The e2e compilation should still see reduced instructions and cycles. Can you collect e2e data for more compilations (and also report profile size)? While the slowest compilation determines the build latency, the goal here is to save build pool's utilization, so you don't have to pick the slowest compilations for measurement.

@weiwang Have you tried to generate a flame graph showing how much time each function takes?

I didn't collect this for the measurement. I think this change is pretty isolated to the loader pass, so if there is a win, it would show up in the e2e compilation.

I'll take a few cases and report back.

@weiwang Have you tried to generate a flame graph showing how much time each function takes?

I didn't collect this for the measurement. I think this change is pretty isolated to the loader pass, so if there is a win, it would show up in the e2e compilation.

I'll take a few cases and report back.

and at the end of the day e2e is what we care about, no?

This brings up to 8% speed up (31.4s vs 29.0s) when reading a large test profile, and 5% speedup (0.82s vs 0.78s) when reading the function offset table alone.
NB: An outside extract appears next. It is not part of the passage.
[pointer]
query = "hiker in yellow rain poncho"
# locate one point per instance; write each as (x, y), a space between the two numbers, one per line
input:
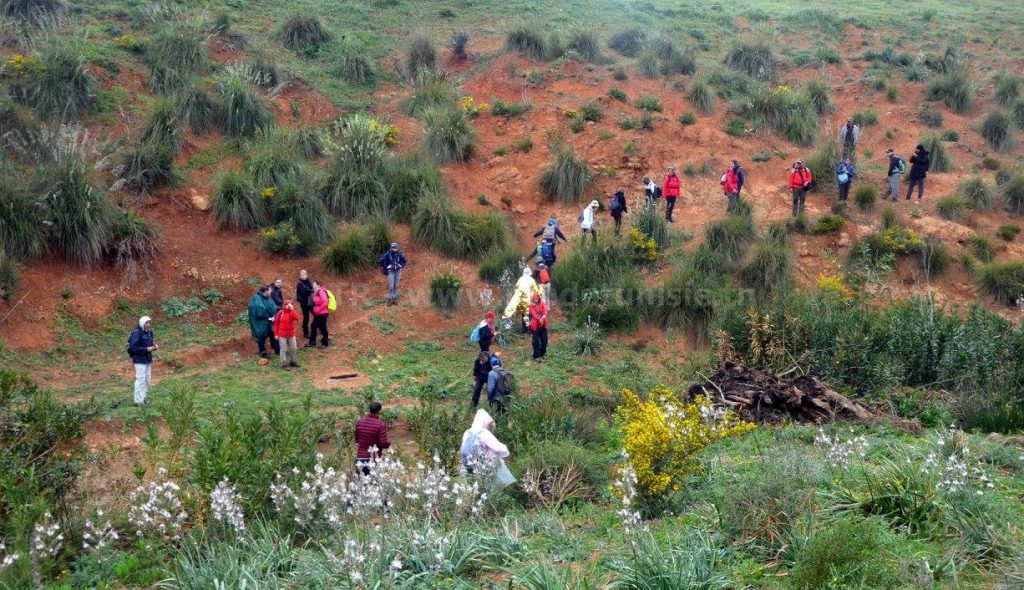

@huangjd what were you measuring exactly? is that the total wall clock / cycles for SampleProfileLoader for all modules, or were you just measuring SampleProfileReader time? From the line above, it sounds like you were measuring the latter. However, the impact of changing a container is not limited the creation of that container.

So measuring SampleProfileLoader would give us a more accurate picture of overall impact, including container construction (which is SampleProfileReader), updating and consumption (which are other parts of SampleProfileLoader).

OTOH, if the impact on SampleProfileLoader is significant, we should be able to see a difference in e2e compilation. I agree that in the end e2e compilation is what matters.

This brings up to 8% speed up (31.4s vs 29.0s) when reading a large test profile, and 5% speedup (0.82s vs 0.78s) when reading the function offset table alone.

@huangjd what were you measuring exactly? is that the total wall clock / cycles for SampleProfileLoader for all modules, or were you just measuring SampleProfileReader time? From the line above, it sounds like you were measuring the latter. However, the impact of changing a container is not limited the creation of that container.

So measuring SampleProfileLoader would give us a more accurate picture of overall impact, including container construction (which is SampleProfileReader), updating and consumption (which are other parts of SampleProfileLoader).

OTOH, if the impact on SampleProfileLoader is significant, we should be able to see a difference in e2e compilation. I agree that in the end e2e compilation is what matters.

true.

However, when picking the compilations to examine, the slowest ones may not be the good candidate -- as they are likely triggering pathological compile time issue elsewhere thus makes profile loading less significant.

William's experiment may also have FSAFDO on, thus have more rounds of loading.